« Denitsa, pose ce pinceau ! »
Elle en avait eu besoin pour repeindre ce mur qui lui faisait face, dans ce nouvel appartement : et elle était bien trop heureuse pour ne rien laisser paraître. Elle puait l'amour et le bonheur à des heures de trains. Même Clément lui avait susurré autour d'une assiette de crêpe, là face à la mer. Denitsa était accro, folle de celui qui partageait sa vie, de toute cette aventure amenée sur le plateau de danse, entre quelques lampadaires et un fantasme fou assouvi au coin d'une salle de répétition.
Denitsa était trop heureuse pour ne pas jouer avec la peinture.
Son complice, torse nu, devant ce mur contre lequel il se battait depuis l'aube, des tâches de blanc partout et ce sourire dont elle était tombée raide dingue. Ou peut-être que c'était de lui, qu'elle était raide dingue.
« Arrête tu vas en mettre partout ! » et à rires déployés, elle recommença à lui balancer de la peinture.

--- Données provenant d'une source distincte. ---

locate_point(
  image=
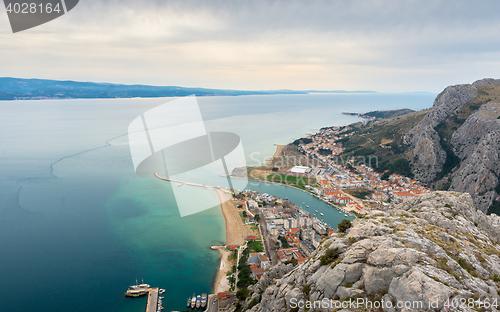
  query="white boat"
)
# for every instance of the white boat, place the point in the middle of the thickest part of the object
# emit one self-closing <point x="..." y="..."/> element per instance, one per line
<point x="140" y="286"/>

« Que si tu acceptes. »Il leva les yeux au ciel. Après tout il aurai dû s'en douter, pourquoi avait-il encore pensé qu'il allait y échapper ? Attendre une dizaine d'année ? Que plus personne ne sache qu'il savait aligner deux pas de danses l'un derrière l'autre ? C'était sûrement un peu de tout à la fois. Avec sa queue de cheval en vrac, sa salopette en jean à moitié ouverte sur sa brassière, elle était plus belle que jamais. Une des gouttes lancées avait atterri sur sa joue droite. On aurait dit qu'elle n'avait aucun soucis sur Terre, qu'elle était à sa place. Elle ne voulait être nul part ailleurs.
« - Et voilà que tu recommences.
- Rayane... »Alors il reposa le rouleau dans le pot de peinture à sous-couche et regardait la femme de sa vie batailler dans les finitions d'un angle. Le parquet à peu près droit s'étendait du salon à l'entrée de la cuisine ouverte, où les meubles n'étaient pas encore montés.
« Ne me force pas à remettre le sujet sur le tapis. Ce serait super, et puis l'année dernière tu l'avais annoncé. Tu peux t'en prendre qu'à toi. »
Il leva les yeux au ciel une nouvelle fois et constata qu'une couche de peinture devait être appliquée sur le plafond pour qu'il soit immaculé.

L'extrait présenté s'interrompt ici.